Private School Affidavits Provoke Controversy
God’s grace continues to permeate the California home school legal climate. Although we have had approximately the same number of members contacted as in years before, we have increased our membership. Therefore, we can only presume that God is providing supernatural protection for home schoolers in the largest home schooling state. God is responding to the prayers of His people and it is important to continue to pray for protection for the home school movement, both for California and the rest of the nation.
One issue that continues to surface with public officials is the degree of authority they have over private home schools. The central theme which must always control when discussing this issue is that the school district has no greater authority over the private home school than the large private school. The pertinent statutes dealing with this subject are found in the Education Code at Sections 48222 and 33190.
The issue typically arises when the local school district sends a letter to a private home school asking for attendance records, courses of study offered by the school, and names, addresses and qualifications of the teachers. Under the provisions of the above statutes, these records are required to be kept by all private schools. One certifies in the private school affidavit that these records are kept and are accurate.

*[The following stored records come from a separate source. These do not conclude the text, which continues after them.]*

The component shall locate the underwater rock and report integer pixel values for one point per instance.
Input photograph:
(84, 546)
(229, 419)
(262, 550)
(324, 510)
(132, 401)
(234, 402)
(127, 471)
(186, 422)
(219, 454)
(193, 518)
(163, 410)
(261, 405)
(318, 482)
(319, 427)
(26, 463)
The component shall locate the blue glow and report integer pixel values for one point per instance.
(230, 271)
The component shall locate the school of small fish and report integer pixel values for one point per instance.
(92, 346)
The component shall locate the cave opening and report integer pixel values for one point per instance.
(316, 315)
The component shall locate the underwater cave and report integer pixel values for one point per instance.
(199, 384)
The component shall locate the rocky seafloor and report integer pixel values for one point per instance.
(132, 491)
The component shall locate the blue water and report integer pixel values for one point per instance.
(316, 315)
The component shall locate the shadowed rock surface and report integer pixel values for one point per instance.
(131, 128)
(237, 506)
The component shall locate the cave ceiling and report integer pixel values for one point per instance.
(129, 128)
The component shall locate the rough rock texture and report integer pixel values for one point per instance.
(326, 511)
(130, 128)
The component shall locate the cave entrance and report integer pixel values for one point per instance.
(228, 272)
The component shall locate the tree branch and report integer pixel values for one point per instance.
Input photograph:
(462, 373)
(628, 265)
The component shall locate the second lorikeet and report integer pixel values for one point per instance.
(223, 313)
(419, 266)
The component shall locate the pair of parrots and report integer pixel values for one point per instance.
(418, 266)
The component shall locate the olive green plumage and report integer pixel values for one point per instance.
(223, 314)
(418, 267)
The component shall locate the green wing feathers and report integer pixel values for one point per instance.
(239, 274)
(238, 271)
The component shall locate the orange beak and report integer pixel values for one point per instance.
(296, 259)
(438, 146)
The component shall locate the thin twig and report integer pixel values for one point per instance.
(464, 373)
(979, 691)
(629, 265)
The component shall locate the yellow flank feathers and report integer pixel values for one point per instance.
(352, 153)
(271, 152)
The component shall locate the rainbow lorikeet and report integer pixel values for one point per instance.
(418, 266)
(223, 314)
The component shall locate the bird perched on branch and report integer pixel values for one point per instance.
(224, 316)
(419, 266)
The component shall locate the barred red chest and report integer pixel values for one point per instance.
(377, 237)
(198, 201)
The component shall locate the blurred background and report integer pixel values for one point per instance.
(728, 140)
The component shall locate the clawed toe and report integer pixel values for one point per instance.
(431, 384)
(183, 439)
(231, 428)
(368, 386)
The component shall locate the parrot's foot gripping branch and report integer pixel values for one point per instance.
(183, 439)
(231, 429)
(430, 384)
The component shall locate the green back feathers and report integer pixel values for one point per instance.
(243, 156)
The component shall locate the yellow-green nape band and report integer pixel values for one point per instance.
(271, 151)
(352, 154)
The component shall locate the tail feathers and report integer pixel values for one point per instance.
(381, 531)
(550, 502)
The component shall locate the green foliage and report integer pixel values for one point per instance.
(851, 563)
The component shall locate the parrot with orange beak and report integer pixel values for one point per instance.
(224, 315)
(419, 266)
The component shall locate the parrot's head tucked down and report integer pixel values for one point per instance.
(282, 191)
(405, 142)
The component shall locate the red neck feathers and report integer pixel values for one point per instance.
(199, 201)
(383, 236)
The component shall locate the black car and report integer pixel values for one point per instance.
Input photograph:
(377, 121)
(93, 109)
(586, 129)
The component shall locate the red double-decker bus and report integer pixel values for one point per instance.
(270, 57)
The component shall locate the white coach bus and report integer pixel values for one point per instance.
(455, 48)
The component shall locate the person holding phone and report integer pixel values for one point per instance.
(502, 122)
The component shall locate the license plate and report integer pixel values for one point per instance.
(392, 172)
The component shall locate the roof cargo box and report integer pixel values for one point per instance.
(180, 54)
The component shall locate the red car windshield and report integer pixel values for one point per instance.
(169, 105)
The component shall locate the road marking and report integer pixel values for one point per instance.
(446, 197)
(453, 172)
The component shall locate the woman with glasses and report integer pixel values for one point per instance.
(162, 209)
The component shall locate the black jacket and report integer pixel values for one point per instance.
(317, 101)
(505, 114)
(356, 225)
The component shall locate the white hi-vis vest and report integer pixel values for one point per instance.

The appropriate consideration at this point is the purpose of the request for the records by the public school. The typical answer received from school officials is that, based upon information received from the state department of education, these are the records that the local school district is entitled to review to determine if the school is in compliance with the private school law.
The response is partially true in that this information has been provided by state department of education officials. However, it assumes that the local school district has the right to request and obtain the information in order to “approve” the school as a bona fide private school. This assumption is contrary to the language in Secs. 33190 and 48222, which does not allow for the approval of private schools by local school districts or any other public school agency. A legitimate inquiry regarding the information enumerated above can only be made where a specific student’s exemption from public school attendance is in question. In other words, if a child is reported as not attending a public school, the local school district is required to determine if the child is attending school elsewhere. If the response is that the child is attending a private school, the local school is entitled to verify that the private school exists and that it has complied with the provisions of Sec. 33190, which requires the annual filing of an affidavit or statement containing the information required in the section.
Again, the legitimate purpose for the inquiry by the public school official is to determine whether the child in question can be deemed exempt from public school attendance because he is receiving instruction in a private school, not to determine whether or not that school can legally operate as a private school.
It is important to make this distinction, because most requests for information by public school officials are not prompted by a report of a truant child and an investigation to determine whether the child is attending a private school, but from the filing of the affidavit itself. In other words, the public school is really trying to exercise “approval” power over private schools without statutory authority to do so. No school official would dare send a request for this information to a school with over five students. These requests are going to the schools with fewer than five students because the school officials assume that these are home schools.
Another problem arises when the county superintendents will not accept private school affidavits. The most recent relevant situation occurred when the affidavit had “not applicable” in the blank for fire and health inspections. The home schooler was told that the superintendent would not accept the form until a fire and health inspection were obtained. First, the superintendent does not have the authority to reject an affidavit or declaration. Second, there is no provision in either of the above education code sections for a fire and health inspection. This has been added to the form from the health and safety code. Even if the inspections were required of a home school, the failure to obtain them would not give the local school district the authority to determine that a child attending the home school is not exempt from public school attendance, if the other provisions of Sec. 33190 have been met.
Member families who receive contacts of the above nature should immediately report them to HSLDA so our attorneys can give counsel on how to handle these situations.